New systems and processes must be developed to support citizen involvement and first responders must be
trained in their use. The Citizens' Emergency Response Portal System (CERPS) Simulation Experiment
(CERPS SIMEX) examined the role of public interaction through social media during emergency situations.
The SIMEX was conducted over five days in October 2012 at the Net-Centric C4ISR Experimentation Lab (NCEL)
housed at The MITRE Corporation's McLean, Va., headquarters and on the George Mason University (GMU) campus
in Fairfax, Va. No actual emergency activities occurred on the campus; the SIMEX was conducted behind a
firewall to avoid unintentional public panic.

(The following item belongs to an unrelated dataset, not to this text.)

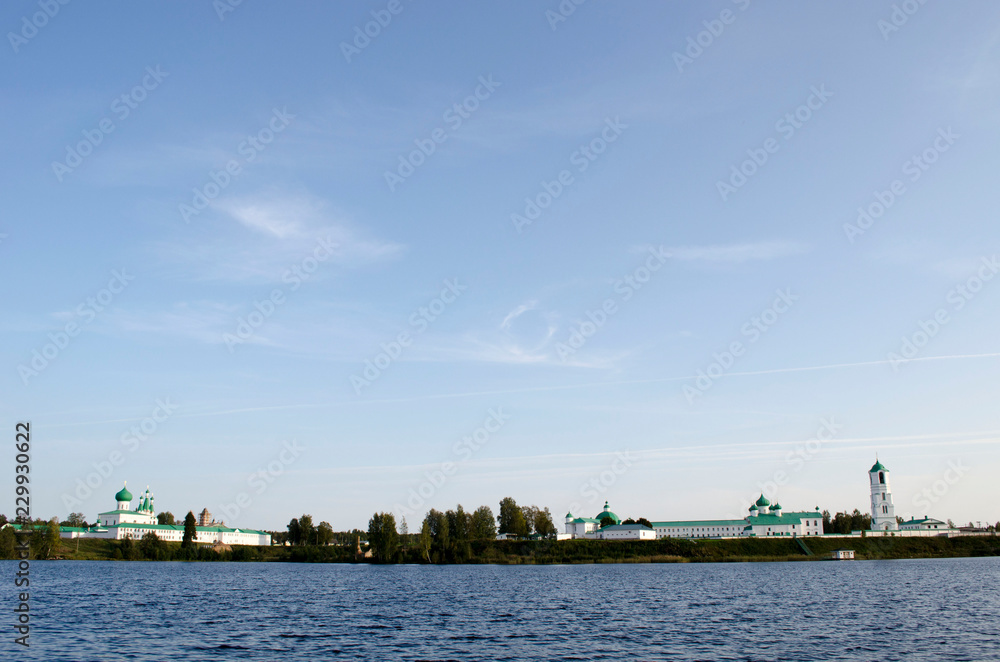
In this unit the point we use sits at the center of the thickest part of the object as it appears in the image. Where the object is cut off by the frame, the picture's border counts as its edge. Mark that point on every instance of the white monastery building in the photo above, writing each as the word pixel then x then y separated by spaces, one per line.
pixel 123 522
pixel 764 519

The SIMEX brought together emergency response personnel from
federal, state, county and city jurisdictions in the National Capital Region of Washington, D.C. Emergency
operators used real command and control systems with simulated reporting and sensor systems. Citizen
participants were volunteers recruited from the GMU student body. The primary purpose of the SIMEX was to
examine the hypothesis that citizen participation via social media in crisis response decision-making
can improve the outcome of a crisis. This SIMEX was intended to establish a baseline for future research
on crisis response decision support employing citizen participation.
BIO
Jim Dear is Senior Principal Staff at the MITRE Corporation and the Project Leader for the Net-Centric
C4ISR Experimentation Lab (NCEL). The technologies and concepts behind the CERPS SIMEX were developed and
integrated in the NCEL. The government uses NCEL to conduct simulation experiments (SIMEXs) that place actual
military and civilian operators in various crisis-based scenarios. During the SIMEXs, operators use real
command and control systems linked to simulated reporting and sensor systems. In the last 10 years, sponsors
and customers from the Department of Defense (DoD) and the Department of Homeland Security (DHS) have used
these SIMEXs to develop concepts of operations (CONOPS) and tactics, techniques and procedures (TTPs) around
the use of emerging technologies. Since 2002, NCEL has conducted 43 SIMEXs.